Follow live updates: Nicole makes landfall in Florida

“Right now, ground zero is here,” Volusia County Sheriff Mike Chitwood told CNN affiliate WESH-TV on Wednesday as Nicole came ashore as a category 1 hurricane.

Three main factors are contributing to the dangerous situation on the coast.

Nicole’s storm surge, which peaked at around 6 feet Thursday morning, is significant because of how massive the storm was as it approached Florida on Wednesday, with tropical-storm-force winds stretching for more than 500 miles.

That storm surge pushed ashore on top of exceptionally high tides associated with this week’s full moon.

And behind it all, sea level in this part of Florida has risen more than a foot in the past 100 years, according to data from the National Oceanic and Atmospheric Administration, and most of that rise has occurred in the past three decades.

Scientists and researchers have long warned that sea level rise is leading to more erosion and high-tide flooding — particularly during extreme coastal storms. This is putting even more stress on sea walls, which are meant to protect coastal communities from high waves and water levels.
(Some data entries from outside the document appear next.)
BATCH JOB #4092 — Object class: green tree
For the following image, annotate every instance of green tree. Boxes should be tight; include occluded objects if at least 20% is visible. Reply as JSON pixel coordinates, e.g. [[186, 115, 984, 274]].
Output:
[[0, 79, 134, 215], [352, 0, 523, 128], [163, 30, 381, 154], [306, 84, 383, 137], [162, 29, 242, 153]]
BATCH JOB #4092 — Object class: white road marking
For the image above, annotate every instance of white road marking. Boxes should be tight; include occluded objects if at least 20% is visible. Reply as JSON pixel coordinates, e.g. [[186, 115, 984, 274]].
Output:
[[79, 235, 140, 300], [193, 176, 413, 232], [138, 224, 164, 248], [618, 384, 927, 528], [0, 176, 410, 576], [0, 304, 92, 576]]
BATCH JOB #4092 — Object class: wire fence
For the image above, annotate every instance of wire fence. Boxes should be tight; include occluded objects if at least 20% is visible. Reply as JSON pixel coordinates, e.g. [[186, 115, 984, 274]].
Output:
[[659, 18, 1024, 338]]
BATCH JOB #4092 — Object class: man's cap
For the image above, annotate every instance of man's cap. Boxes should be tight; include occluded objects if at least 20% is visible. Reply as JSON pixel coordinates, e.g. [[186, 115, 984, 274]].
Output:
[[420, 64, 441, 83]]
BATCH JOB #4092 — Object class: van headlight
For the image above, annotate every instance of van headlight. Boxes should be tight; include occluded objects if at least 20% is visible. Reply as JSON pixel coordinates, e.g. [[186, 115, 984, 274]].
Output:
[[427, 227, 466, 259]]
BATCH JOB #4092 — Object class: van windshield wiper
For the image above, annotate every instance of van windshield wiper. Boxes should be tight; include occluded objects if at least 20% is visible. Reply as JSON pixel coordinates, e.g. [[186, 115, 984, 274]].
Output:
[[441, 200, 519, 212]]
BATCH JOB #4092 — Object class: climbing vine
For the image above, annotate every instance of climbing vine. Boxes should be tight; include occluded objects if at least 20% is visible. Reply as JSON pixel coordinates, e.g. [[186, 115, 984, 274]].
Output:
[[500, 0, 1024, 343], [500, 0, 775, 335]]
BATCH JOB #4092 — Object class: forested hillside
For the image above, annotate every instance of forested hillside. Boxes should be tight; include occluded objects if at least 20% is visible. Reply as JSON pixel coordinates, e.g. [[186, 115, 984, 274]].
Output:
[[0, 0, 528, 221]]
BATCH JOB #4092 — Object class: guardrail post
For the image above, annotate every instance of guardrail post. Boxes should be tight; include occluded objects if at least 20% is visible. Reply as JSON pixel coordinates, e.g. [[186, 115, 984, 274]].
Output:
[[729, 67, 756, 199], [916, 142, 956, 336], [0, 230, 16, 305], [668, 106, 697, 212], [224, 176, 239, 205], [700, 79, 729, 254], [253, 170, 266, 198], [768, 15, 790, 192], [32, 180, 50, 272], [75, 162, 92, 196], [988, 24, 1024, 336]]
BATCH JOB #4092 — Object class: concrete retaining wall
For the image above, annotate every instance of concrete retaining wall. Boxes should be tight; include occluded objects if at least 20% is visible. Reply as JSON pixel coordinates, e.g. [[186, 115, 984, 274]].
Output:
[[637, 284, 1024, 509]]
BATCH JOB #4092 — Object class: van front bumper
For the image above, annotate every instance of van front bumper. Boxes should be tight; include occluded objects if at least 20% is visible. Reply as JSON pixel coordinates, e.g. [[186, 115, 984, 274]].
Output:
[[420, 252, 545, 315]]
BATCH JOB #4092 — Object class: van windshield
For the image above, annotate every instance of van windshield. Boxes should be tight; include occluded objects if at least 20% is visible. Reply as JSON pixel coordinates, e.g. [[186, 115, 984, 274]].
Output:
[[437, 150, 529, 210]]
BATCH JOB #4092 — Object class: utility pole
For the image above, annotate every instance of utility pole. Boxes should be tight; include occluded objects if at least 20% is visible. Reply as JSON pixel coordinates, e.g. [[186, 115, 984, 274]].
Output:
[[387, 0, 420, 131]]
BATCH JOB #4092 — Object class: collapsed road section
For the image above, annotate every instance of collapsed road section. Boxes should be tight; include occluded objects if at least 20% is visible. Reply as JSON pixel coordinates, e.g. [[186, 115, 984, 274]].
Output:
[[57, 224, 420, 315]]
“We do gradually put more stress on [sea walls] with sea level rise,” Brian McNoldy, a senior research associate at the University of Miami’s School of Marine and Atmospheric Science, told CNN. “More and more of them are gradually, completely submerged in saltwater, which concrete does not like.”

McNoldy also noted that these walls are aging, and the back-to-back nature of storms is making seawalls more vulnerable. It was only six weeks ago that Hurricane Ian’s storm surge eroded parts of Florida’s eastern coast.

“It doesn’t really take a strong storm — you just need high tides or storm-agitated tides to wash away or put extra stress on the walls,” he said. “Having these two storms six weeks apart, if you don’t give places any time to repair or replenish, each storm definitely leaves its mark.”

Many coastal communities in the US experience nuisance flooding, or high-tide flooding, on a regular basis. Higher sea levels, caused by warmer water temperatures and melting glaciers and ice sheets, increase the hazards coastal residents are exposed to.

The National Oceanic and Atmospheric Administration reported in 2019 that by 2050, the United States will experience 25 to 75 days of high-tide flooding.

Additionally, hurricane storm surge is creeping higher, and homes and other critical infrastructure are now exposed to saltwater and erosion that they weren’t a few decades ago.